Welcome to WebmasterWorld Guest from 188.8.131.52
Forum Moderators: goodroi
1. Why ban Googlebot-Image? Is it just to save time because this is a text-based site?
2. Why ban User-agent: Mozilla/4.0 (compatible; MSIE 4.0; Windows NT) and other such browser identification strings? They aren't spidering, are they?
3. I can see why you disallow Forum 9 (Foo). But why Forums 19 (Community Center) and 29 (Commercial exchange)?
4. Are all the bots listed well-behaved or do you also have to ban some of them via rewrites?
2- some bots do support robots.txt and do use standard agents. It catches a few.
3- off topic referrals and local related discussions.

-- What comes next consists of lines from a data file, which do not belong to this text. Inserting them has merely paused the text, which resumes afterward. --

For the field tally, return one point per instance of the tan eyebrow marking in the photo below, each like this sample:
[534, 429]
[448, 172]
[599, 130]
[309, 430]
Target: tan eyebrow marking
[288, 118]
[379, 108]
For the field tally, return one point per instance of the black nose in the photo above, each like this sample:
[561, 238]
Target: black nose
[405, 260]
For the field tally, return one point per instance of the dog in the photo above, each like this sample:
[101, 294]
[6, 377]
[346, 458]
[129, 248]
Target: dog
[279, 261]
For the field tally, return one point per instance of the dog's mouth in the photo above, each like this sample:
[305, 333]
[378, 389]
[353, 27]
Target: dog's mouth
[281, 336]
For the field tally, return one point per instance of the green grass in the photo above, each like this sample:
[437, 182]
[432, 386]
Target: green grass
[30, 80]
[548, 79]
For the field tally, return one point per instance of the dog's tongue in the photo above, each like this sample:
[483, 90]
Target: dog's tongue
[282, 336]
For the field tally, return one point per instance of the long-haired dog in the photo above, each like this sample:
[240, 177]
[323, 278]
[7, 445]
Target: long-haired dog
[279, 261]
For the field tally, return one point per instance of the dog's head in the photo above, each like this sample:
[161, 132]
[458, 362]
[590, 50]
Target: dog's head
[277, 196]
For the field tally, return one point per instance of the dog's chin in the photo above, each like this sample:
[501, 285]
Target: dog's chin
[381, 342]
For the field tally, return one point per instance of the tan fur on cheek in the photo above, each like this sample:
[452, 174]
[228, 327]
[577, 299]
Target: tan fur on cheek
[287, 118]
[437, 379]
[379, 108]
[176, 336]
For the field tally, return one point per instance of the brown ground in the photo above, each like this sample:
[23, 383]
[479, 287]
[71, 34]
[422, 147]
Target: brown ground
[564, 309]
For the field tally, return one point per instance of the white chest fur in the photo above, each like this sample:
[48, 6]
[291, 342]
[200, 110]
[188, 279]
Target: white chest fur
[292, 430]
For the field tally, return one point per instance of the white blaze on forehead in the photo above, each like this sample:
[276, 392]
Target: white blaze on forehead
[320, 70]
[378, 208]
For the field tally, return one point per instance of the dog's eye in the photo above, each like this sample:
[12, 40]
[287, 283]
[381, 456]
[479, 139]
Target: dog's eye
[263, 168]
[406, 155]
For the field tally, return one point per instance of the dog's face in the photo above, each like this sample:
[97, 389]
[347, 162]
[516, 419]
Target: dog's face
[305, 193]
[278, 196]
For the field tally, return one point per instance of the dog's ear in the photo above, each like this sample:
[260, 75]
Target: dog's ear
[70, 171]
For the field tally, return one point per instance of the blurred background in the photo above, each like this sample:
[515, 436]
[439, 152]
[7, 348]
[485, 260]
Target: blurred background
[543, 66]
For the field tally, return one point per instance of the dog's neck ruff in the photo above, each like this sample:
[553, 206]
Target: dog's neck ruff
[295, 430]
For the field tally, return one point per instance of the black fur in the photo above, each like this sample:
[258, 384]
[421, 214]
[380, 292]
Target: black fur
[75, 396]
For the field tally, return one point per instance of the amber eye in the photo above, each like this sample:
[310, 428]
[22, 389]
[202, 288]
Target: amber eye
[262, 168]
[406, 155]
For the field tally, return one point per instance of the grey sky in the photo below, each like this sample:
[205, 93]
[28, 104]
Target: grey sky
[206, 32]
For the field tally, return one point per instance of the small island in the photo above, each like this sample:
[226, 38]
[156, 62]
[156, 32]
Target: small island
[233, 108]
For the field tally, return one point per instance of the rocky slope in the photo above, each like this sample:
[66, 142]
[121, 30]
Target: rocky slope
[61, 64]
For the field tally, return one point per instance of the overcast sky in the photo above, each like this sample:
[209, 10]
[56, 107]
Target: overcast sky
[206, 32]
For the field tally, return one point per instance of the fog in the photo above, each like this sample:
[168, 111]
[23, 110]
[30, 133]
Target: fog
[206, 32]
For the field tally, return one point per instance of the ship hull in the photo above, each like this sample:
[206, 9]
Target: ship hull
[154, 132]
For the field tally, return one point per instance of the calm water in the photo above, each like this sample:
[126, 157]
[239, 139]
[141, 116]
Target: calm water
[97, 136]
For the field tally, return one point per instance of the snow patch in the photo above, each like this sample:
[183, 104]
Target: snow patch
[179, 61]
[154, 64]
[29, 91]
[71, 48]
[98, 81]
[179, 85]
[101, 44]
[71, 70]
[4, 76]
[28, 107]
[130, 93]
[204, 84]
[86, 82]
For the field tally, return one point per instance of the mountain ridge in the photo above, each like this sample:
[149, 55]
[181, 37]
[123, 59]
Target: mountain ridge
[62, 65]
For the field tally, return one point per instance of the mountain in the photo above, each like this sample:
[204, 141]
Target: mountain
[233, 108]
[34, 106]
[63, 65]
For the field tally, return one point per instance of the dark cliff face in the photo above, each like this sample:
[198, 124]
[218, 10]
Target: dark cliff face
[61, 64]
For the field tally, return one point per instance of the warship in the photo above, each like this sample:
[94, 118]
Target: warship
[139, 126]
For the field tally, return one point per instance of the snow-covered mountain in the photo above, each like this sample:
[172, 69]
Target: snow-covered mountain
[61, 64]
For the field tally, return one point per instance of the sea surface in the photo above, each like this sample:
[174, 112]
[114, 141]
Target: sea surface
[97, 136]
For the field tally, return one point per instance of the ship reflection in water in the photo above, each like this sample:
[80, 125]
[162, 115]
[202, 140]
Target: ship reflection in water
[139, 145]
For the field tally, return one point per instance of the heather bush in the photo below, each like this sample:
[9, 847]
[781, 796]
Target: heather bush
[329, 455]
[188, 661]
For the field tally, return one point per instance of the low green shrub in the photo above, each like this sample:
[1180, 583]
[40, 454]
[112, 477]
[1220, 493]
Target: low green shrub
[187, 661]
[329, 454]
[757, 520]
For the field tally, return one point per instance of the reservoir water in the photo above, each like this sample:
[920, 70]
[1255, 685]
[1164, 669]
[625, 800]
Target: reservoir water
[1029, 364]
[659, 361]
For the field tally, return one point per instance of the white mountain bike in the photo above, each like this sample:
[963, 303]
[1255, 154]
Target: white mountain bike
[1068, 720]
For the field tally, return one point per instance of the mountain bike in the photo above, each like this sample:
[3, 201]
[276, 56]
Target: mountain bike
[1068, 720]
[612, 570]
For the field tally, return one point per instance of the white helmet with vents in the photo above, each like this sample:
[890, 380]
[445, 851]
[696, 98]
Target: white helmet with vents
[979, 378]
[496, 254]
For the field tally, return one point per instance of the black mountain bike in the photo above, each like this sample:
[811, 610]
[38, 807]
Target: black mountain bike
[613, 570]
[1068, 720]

4- I spend an hour to two hours a day tracking down bad bots and banning them, their ip, or there entire isp. It isn't bad when you have a few dozen or few hundred pages; but, when you get into 70-80k pages, bots can tear a system up in no time flat without sufficient tracking and response systems. It is a very serious problem that threatens the entire system on a daily basis. We are having a discussion about moving to a subscription based system and stopping rogue bots would be my #1 reason for doing so.
Community Center has quite a few on-topic threads. Maybe they've started in the wrong place and a moderator will move them to a more relevant forum.
Is subscription-only the best way to stop bots? (I'll be brief here as it is obviously being discussed at length elsewhere). A simple mechanism to trip them up at the doorway might be a sign-on screen which has human-readable instructions how to sign on as a guest -- such as typing in a displayed random string.
I was looking for a complete bot ban list (not that I have the problems you do -- I'm not that successful, and what you have should make you happy -- it's a problem of success) so I'm pleased to see that the comments in your robots.txt let other people use it freely.